Existing py env without pandas

I’ll do the same thing as above, but build a .venv with numpy but not pandas.

In this case, as soon as we use any function, it installs pandas into the .venv, just as it did before for both python and pandas. All the functions work.

So, what is the point of configure_environment? I thought it was to deal with this? Maybe it’s that I need it to alter python once I’m already using it in a session? E.g. we have a python version running with reticulate for something else, and we then want to use this package? I guess I’ll try that.

Active in-session python without pandas

I’ll start a session in a project with numpy, and use reticulate to do some simple numpy to get python running,

np <- reticulate::import('numpy')
np$array(list(c(1, 2, 3, 4), c(5, 6, 7, 8), c(9, 10, 11, 12)))

Then I’ll install the package.

When I try to use it, adder_wrap works, but the pandas-based functions don’t- same errors as earlier, and it hasn’t added pandas to the venv.

using .onLoad

If I add a .onLoad function to zzz.R, e.g.

.onLoad <- function(libname, pkgname) {
  reticulate::configure_environment(pkgname)
}

Then it works.
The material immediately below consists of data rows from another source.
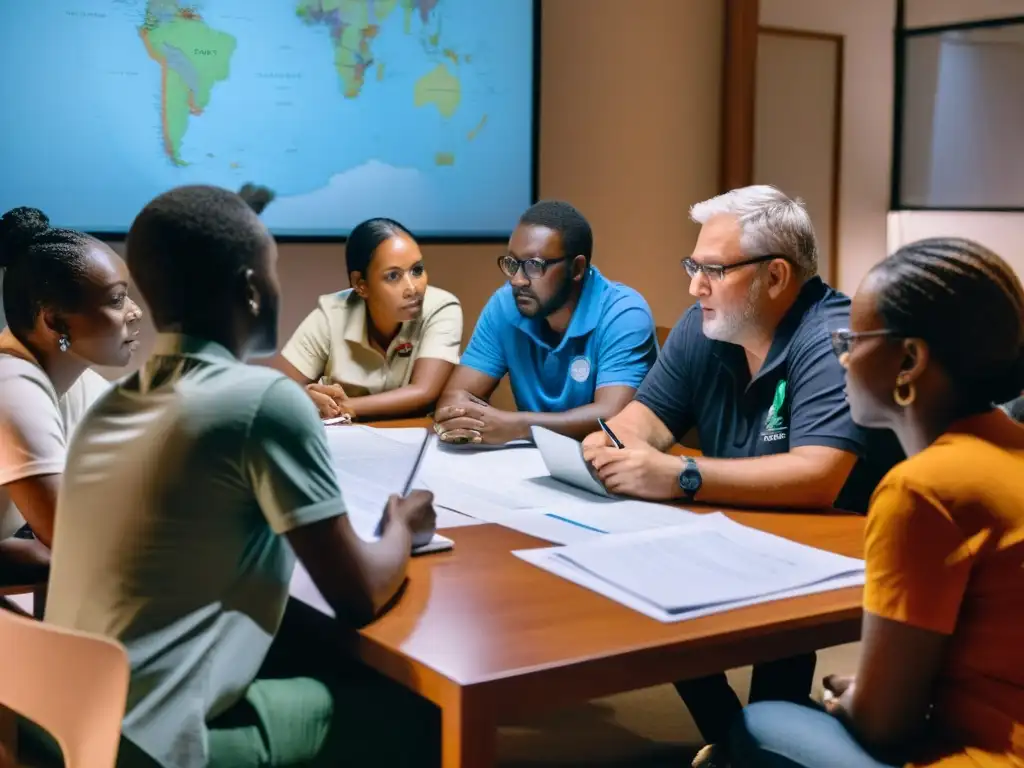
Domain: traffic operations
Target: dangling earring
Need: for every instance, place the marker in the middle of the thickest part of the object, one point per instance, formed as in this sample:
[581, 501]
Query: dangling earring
[904, 399]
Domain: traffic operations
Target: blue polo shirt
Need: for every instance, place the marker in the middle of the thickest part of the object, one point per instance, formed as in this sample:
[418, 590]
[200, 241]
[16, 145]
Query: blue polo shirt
[609, 341]
[797, 398]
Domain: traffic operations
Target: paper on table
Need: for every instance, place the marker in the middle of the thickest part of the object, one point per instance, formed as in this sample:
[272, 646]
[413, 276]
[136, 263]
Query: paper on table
[481, 466]
[709, 562]
[302, 588]
[373, 464]
[450, 518]
[624, 516]
[542, 559]
[563, 458]
[567, 521]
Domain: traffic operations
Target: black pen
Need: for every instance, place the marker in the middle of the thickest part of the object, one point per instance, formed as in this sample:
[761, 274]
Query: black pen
[408, 487]
[611, 435]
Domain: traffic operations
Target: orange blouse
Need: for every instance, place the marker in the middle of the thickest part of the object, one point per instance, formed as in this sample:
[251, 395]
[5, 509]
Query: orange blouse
[945, 553]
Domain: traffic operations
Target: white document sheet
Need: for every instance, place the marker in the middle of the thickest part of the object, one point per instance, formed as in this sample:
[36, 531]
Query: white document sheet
[373, 464]
[563, 459]
[708, 565]
[450, 518]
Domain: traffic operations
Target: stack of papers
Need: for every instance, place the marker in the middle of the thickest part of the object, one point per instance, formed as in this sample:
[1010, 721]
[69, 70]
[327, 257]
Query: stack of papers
[517, 487]
[707, 565]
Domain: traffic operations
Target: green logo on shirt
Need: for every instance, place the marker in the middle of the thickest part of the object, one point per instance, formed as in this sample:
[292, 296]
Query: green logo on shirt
[774, 421]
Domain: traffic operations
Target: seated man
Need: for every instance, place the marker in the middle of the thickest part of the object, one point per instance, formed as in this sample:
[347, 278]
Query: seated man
[187, 488]
[576, 345]
[752, 366]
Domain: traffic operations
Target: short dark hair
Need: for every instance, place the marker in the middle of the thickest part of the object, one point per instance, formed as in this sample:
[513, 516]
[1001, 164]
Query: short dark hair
[567, 221]
[43, 267]
[186, 247]
[968, 304]
[367, 238]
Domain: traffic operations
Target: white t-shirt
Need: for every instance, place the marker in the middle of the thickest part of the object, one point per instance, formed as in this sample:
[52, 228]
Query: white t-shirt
[35, 424]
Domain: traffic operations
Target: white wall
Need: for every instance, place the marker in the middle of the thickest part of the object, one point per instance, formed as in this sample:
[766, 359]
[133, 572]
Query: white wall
[867, 95]
[867, 114]
[1003, 232]
[938, 12]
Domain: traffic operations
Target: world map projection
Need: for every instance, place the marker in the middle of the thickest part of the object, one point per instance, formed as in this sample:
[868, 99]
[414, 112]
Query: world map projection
[418, 110]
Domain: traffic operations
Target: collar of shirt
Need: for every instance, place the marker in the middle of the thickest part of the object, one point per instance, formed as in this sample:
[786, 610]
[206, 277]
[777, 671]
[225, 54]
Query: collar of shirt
[10, 344]
[356, 331]
[175, 345]
[585, 317]
[732, 355]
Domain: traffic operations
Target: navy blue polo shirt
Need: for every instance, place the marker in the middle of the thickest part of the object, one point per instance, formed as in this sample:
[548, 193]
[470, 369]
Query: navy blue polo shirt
[797, 398]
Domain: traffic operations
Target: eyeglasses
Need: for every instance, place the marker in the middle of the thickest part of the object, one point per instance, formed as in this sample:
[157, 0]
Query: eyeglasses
[718, 271]
[532, 268]
[843, 339]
I can load up numpy as before, but as soon as I library(PyInRpkg), it installs pandas, and then the functions work.

So, that seems to be the way to avoid weird runtime pitfalls in interactive sessions. It’s a particular case, but likely a fairly common one, so seems like the way to go.

Does having that in .onLoad affect any of the other ways? e.g. bare projects or preexisting but inactive python environments? Seems to work everywhere.

Build notes

The package will have a dev python environment, but it shouldn’t be included in the package build, so put ^.venv in Rbuildignore.

Passing types

We might need to call functions with arguments of a specific type (lists, dicts) that are not necessarily the same between languages. This is where wrapper functions can be very helpful. See my testing of type-passing.

Python venv locations

I have run into issues with reticulate finding the right virtual env, especially if it’s not in the top-level of the package. In that case, we need to be careful and control more things manually with environment variables and .Rprofile.

  1. Sys.setenv(RETICULATE_PYTHON = 'path/to/venv') (otherwise it will try to install conda and barf)

    1. I would have thought I’d have to do this before the library, but it seems to work.

    2. Better is to have a path to venv in .Rprofile, anyway

    3. NOTE sometimes if the .venv is in the outer directory, I’m getting weird errors when I try to Sys.setenv or otherwise set the path to the venv (it’s either prepending ~/virtualenvs or C::/ unless I pass a full fixed path. Seems to work in that case to just not set the environment variable though, and {reticulate} sorts it out correctly.